In my current consulting practice, I have more free time to pursue learnings for my personal life. So what has life hacking looked like for me in the last few months?

  • Personal habit challenge – floss every day. No exceptions. Result? Successful even after six months!
  • Meditation every day. Some exceptions. Result? In the last month, I’ve meditated 25 times for a total of over 3 hours.
  • Learn a new ecosystem. A great friend offered a small consulting gig to help him organize and better execute his Amazon business. Result? After six weeks, I’ve learned much about the Amazon store, search tactics, paid advertising, and page rankings. Is this something that will get me another consulting gig or a new job? Probably not, but I have enjoyed learning about the Amazon ecosystem as it continues to transform retail in the US. Who knows? Maybe it will lead to a job at Amazon as they grow their offices here.
  • Timeboxing. This technique involves scheduling your day with tasks and goals so that you have no blank space on your calendar. Essentially it is a way to prioritize your day by scheduling, and if you have the discipline to follow it, it helps you reach your goals faster. The Pomodoro Technique can also be applied, but this is often better suited for narrower contexts such as coding. Result? Since I have more blank space in my calendar than most people, I have been trying to do this but without much success. However, when I have occasionally followed it, it made me realize how much time I was spending on my “recovery” activity, spider solitaire. I demonstrated that I was unable to discipline myself to only ten minutes at a time, so two weeks ago I took the drastic step of deleting it from my computer. I deleted all games on my phone years ago, so this was the last step of eliminating that temptation. I still have itchy fingers, but now I tend to enjoy a walk or checking out car porn on

There are other smaller hacks that I continue to try. One of the best sources are blogs by other practitioners. For example, Better Humans published a post on how to change your iPhone’s configuration to be more productive. I have an Android phone but still found several nuggets to apply, such as using a better calculator app (how many times do you use yours?).

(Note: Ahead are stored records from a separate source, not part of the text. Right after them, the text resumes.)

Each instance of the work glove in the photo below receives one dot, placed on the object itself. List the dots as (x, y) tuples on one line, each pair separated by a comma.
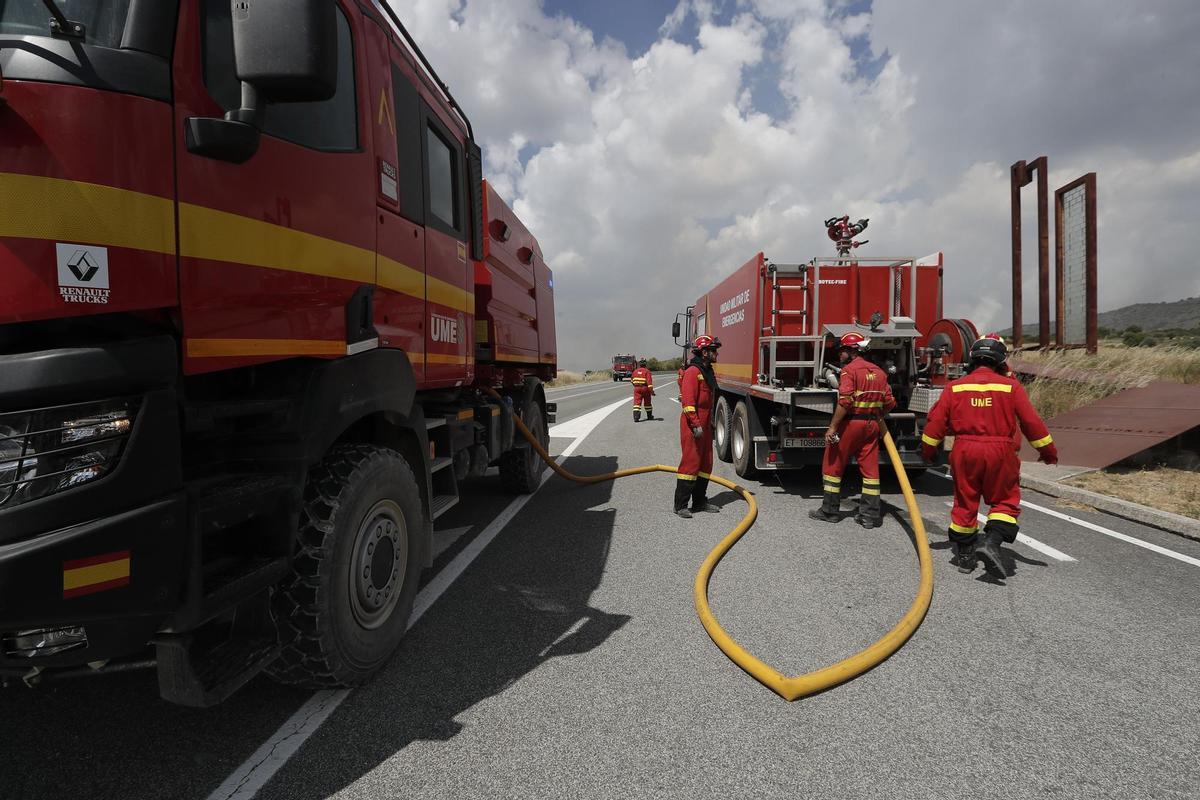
[(1049, 455)]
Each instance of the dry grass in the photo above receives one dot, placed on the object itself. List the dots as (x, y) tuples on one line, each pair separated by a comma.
[(571, 378), (1113, 370), (1165, 488)]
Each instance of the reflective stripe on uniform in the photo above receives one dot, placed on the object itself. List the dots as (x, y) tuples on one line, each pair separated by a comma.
[(982, 388)]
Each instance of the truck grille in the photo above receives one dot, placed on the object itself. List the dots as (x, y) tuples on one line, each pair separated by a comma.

Yes, there is a dark side to life hacking. I have found that if I keep my personal goals in mind (such as quality family time, less stress, better health), it keeps the hacks themselves from being the priority.

What is my next hack to try? I am always on the lookout, so let me know one that has worked for you, regardless of what age you are.

Categories: Fun, Technology

1 reply »

  1. Your clever vernacular definitely has modern twists I’ve never encountered such as: “Amazon ecosystem” and “car porn”. I too sometimes feel I’m in that in-between stage like you, having a growth mindset which makes me eager to try new pedagogies in my teaching career (which are often uncomfortable for my same-aged peer group), yet I’m back in college with students who could be my children and are at very different life stages and experience levels than I am. I can relate more to my professors, who seem more like colleagues, and share my quest for relevant knowledge. Life is full of exceptions, and I think I’d like to celebrate your unique skills and perspective. You have a lot to offer the right company who will find your experience and vision is exactly what they need to move up to the next level.